Except for Mariah Carey and the latest holiday releases from popular artists who’ll be forgotten this time next year, the Christmas song canon hasn’t changed much since I was in elementary school.
And there many of them I’m perfectly happy to never hear ever again. But a handful manage to get past my thoroughly jaded outer shell and instill in me at least a little bit of holiday spirit, at least until some guy in a Ram 1500 cuts me off and what cereal box did you get your drivers licence from you £π#@$%¥?!?
Paul McCartney - “Wonderful Christmastime”
This is good. Fight me.
Okay, fine, it's bad. Objectively bad. The Cute Beatleᵀᴹ probably write it while he was shaving one morning and has made enough money off it to buy another castle.
So why it is on this list? Because no other song takes me back to the house I lived in as a child, getting the artificial Christmas tree ready for the big day. (A “traditional” Christmas for me involves a fake tree. Maybe someday I'll get one painted pink.)
Elton John - “Step Into Christmas”
Unlike many rock and pop legends’ Christmas tunes, which sound like they were written in a half hour over lunch (see above) this one sounds like some actual effort was involved in the writing process.
Elton John has been around so long we take him for granted, but it’s startling to look at his discography and marvel at the absolutely insane chart run he had for the first half of the seventies. No wonder the lasses can’t keep their hands off him. (Who wanted to tell them?)
Simani - “The Mummers’ Song”
You know that scene in Pee-Wee’s Big Adventure where Pee-Wee proves to Dottie he’s in Texas by yelling “the stars at night are big and bright” and everyone responds [clap clap clap] “deep in the heart of Texas?”
You can do the same thing in my home province by calling out, “things have gone modern, I ‘spose that’s the cause.”
Jim Reeves - “Old Christmas Card”
His wife hasn’t got the heart to tell him that instead of looking through “thousands of cards” to find the perfect one, she just grabbed the first card she saw at Dollarama.
That’s how I pick out Christmas cards, anyway.
José Feliciano - “The Cherry Tree Carol”
Feliciano holds a place in pop culture similar to Reeves and Brenda Lee - and, maybe in twenty or thirty years, Mariah Carey. He had several “regular” hit songs, but is now remembered almost exclusively for a Christmas song.
The thing is, “Feliz Navidad” - which I am quite tired of, unless it’s played over Sesame Street characters figure skating - isn’t even his best Christmas song. Not even close.
Andy Williams - “Happy Holidays”
Nelson Muntz was right. By the way, I was well into my forties when it finally hit me that the theme song for the “steamed hams” scene is based on this, and now I can’t unhear it.
Bonus: this exists.
It would have been better if they combined these specials into one and Mr. T went to Finland looking for Santa. Though now that I think about it, they might have had trouble getting him on the plane.
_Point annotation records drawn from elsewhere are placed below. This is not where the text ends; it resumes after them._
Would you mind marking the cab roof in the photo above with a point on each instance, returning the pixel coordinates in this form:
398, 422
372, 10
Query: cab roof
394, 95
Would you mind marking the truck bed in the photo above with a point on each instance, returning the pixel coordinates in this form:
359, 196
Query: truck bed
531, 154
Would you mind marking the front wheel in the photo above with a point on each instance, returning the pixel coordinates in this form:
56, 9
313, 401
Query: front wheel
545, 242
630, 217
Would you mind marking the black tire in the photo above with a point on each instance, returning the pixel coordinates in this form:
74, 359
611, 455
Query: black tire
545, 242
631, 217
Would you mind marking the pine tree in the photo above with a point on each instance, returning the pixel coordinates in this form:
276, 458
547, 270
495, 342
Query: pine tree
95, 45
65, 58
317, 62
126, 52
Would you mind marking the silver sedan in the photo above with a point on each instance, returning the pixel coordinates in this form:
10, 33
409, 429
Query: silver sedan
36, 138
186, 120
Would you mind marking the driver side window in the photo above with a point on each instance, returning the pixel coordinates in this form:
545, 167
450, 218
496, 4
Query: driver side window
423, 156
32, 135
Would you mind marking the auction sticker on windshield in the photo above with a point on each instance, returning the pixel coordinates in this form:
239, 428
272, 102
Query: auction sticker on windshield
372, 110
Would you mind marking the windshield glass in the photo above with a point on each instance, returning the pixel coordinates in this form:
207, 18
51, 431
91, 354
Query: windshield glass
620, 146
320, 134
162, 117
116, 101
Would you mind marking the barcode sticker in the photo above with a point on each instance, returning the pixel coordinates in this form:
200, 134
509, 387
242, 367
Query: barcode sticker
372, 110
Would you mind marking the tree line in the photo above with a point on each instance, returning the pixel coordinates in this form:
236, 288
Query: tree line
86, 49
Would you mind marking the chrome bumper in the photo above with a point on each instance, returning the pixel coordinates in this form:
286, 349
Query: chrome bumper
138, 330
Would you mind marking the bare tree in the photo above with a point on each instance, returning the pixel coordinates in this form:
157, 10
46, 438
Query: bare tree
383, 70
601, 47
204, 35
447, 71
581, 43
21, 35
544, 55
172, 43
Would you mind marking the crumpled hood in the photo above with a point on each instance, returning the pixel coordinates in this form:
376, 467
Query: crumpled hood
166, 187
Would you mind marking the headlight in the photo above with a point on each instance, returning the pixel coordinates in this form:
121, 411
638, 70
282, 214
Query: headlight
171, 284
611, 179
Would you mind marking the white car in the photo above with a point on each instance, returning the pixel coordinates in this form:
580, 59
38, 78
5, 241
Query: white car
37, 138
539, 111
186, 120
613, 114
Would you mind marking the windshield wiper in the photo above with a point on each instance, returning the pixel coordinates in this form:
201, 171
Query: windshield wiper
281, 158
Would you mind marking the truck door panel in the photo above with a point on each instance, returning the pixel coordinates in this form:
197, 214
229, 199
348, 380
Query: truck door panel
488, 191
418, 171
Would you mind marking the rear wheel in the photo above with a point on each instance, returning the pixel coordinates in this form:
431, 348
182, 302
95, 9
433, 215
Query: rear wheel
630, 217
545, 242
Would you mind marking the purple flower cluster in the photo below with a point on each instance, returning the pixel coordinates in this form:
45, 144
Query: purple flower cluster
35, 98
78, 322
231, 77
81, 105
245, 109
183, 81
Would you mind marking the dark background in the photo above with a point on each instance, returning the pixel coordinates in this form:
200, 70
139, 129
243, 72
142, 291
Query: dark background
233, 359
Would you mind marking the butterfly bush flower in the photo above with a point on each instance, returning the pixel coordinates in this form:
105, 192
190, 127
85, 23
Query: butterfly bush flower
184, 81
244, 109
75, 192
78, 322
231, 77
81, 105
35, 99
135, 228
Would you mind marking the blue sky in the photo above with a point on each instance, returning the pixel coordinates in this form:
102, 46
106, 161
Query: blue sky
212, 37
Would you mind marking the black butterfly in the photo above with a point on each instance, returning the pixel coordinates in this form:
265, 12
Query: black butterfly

God, I miss the eighties so much.
“Christmas in the Harbour” - Gary O’Driscoll/The Punters
The Punters’ version has become better known, the original - which, sadly, doesn’t seem to be on YouTube - is better. As per usual.
Does this overly romanticize and sentimentalize life in outport Newfoundland? Yes. Does it work? Even as a Townie (worse: a Mount Pearlian) I say, absolutely yes.
Payolas - “Christmas is Coming”
This one, from a criminally underrated Canadian New Wave band (whose lineup included super-producer Bob Rock) isn’t even on Spotify last time I checked. That’s too bad, because we’ve all gone through Christmases after a breakup and/or going through financial or work troubles, and this captures that melancholy feeling perfectly.
Crash Test Dummies - “The First Noel”
When I first heard this I thought it was meant as a joke, coming from a band whose music has often expressed religious skepticism and whose lead singer sounds like Lurch. But if it’s a joke they play it perfectly straight, and it is magnificent.
“Weird” Al Yankovic - “Christmas At Ground Zero”
That Weird Al is still relevant forty years after “Eat It” proves that the world really isn’t all bad.
Dermot O'Reilly - “A Children’s Winter”
The third Newfoundland-adjacent song on this list is the saddest, in its own way. I still love Christmas, but I lament that I'll never recapture the way I felt about it before I grew up.
That's it for regular posting in 2023. I might write something later this month if anything really crazy happens (and it most certainly will) but it will be the new year before this newsletter is firing on all cylinders again.
I’m also not doing any year-end recaps until the year is actually over. I still remember when the Ceausescus were overthrown and shot on Christmas Day 1989 - the second-best Christmas ever, after 1983 when I got my ColecoVision - after most media outlets and writers had already released their year-in-review special issues.